You need to have the following to build MRS from source code:

  • gcc 4.6
  • libboost >= 1.65
  • libperl-dev Development files for Perl

Then run:

./configure
make
make install

You can set several options using the configure script, see ./configure --help to see which options are available.

After installing you have a single executable called 'mrs'. This program works with command as the first parameter followed by options depending on the command.

Command can be one of:

blast       Do a blast search
build       (Re-)build a databank
dump        Dump index data
entry       Retrieve and print an entry
fetch       Fetch/mirror remote data for a databank
info        Display information and statistics for a databank
query       Perform a search in a databank
server      Start or Stop a server session, or ask the status
vacuum      Clean up a databank reclaiming unused disk space
validate    Perform a set of validation tests
update      Same as build, but does a fetch first
password    Generate password for use in configuration file

The first thing you should do after installing MRS 6 is run the password command and add a new user/password for the admin account. The password is stored encrypted in the configuration file. You then start a server using the command:

mrs server start

If this was successful you can now access the MRS website at the address of the local machine and the port specified (default: 18090). Use your web browser to go to this address and click the Admin link on the right top of the page. Then follow the instructions there.
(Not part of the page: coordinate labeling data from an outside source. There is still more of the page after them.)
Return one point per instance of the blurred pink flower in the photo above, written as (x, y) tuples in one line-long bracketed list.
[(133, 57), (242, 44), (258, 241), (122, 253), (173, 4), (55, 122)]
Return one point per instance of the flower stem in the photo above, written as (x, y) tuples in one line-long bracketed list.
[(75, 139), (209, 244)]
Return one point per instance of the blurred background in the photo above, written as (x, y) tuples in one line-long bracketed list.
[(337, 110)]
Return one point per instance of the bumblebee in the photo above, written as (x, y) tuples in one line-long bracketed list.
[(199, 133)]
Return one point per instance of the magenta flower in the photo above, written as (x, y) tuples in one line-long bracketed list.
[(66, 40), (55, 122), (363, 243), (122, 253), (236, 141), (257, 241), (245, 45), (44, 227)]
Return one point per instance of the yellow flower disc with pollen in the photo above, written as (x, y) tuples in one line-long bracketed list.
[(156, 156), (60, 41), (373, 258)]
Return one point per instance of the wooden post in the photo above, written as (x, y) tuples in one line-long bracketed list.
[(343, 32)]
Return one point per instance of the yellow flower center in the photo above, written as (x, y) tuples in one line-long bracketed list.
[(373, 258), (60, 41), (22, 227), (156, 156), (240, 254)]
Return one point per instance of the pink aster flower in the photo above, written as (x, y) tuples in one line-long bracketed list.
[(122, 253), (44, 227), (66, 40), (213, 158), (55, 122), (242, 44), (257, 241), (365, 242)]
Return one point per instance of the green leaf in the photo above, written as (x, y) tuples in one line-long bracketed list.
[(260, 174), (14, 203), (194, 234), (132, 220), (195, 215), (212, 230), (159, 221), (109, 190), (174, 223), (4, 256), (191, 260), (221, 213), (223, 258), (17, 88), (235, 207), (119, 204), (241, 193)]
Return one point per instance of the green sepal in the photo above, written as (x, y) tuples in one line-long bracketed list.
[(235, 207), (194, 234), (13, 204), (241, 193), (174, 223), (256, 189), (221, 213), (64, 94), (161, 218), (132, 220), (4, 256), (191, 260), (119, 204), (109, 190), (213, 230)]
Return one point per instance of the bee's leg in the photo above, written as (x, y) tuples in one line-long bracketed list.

The default setup will automatically update the enabled databanks. You can update databanks manually as well of course using the 'mrs update db' command.

Windows

Building MRS on Windows is not trivial, don't try it unless you have experience building Windows software using Visual Studio.
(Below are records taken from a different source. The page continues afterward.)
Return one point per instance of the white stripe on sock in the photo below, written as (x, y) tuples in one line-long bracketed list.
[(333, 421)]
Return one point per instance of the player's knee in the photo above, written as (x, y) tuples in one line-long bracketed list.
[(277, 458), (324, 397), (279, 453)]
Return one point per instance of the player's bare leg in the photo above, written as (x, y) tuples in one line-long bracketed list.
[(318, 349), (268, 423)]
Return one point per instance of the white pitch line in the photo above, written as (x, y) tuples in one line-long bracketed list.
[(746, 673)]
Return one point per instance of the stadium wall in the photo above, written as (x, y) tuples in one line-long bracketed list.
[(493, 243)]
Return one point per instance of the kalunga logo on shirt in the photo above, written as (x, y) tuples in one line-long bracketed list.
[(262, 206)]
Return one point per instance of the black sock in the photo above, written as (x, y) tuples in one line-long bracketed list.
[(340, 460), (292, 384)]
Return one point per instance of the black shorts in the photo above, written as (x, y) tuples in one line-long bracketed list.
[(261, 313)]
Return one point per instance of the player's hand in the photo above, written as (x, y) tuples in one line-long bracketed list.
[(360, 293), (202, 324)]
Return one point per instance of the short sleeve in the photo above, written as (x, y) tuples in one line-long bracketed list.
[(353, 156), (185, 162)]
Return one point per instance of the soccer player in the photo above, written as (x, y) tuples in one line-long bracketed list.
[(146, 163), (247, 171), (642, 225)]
First of all, you need to have MSVC set up correctly to build 64 bit executables. You then need to build the Boost libraries with static runtime libraries. The mrs project file assumes you've installed Boost in C:\Boost and you're using version 1.65. Also, make sure you build Boost with zlib and bz2 support. The way I did it is, download boost, extract it, run boostrap and then:

bjam link=static runtime-link=static threading=multi address-model=64
     -sBZIP2_SOURCE="C:/Users/maarten/projects/bzip2-1.0.6"
     -sZLIB_SOURCE="C:/Users/maarten/projects/zlib-1.2.5"
     -sICU_PATH="C:/Users/maarten/projects/icu" stage install

Then you need to build a custom Perl interpreter. Download the source code and edit the file perl-5.14.1/win32/Makefile uncomment the line containing:

CCTYPE = MSVC100

and build and install perl using nmake. This should install a perl in C:\Perl and here you can also file the perl514.dll file which you need to place in the m6\msvc\x64{Debug,Release} folders.

Libzeep is contained in the source tar but the solution file assumes it is located in the same directory as the m6 directory. Either move it, or change the paths in the m6 project file.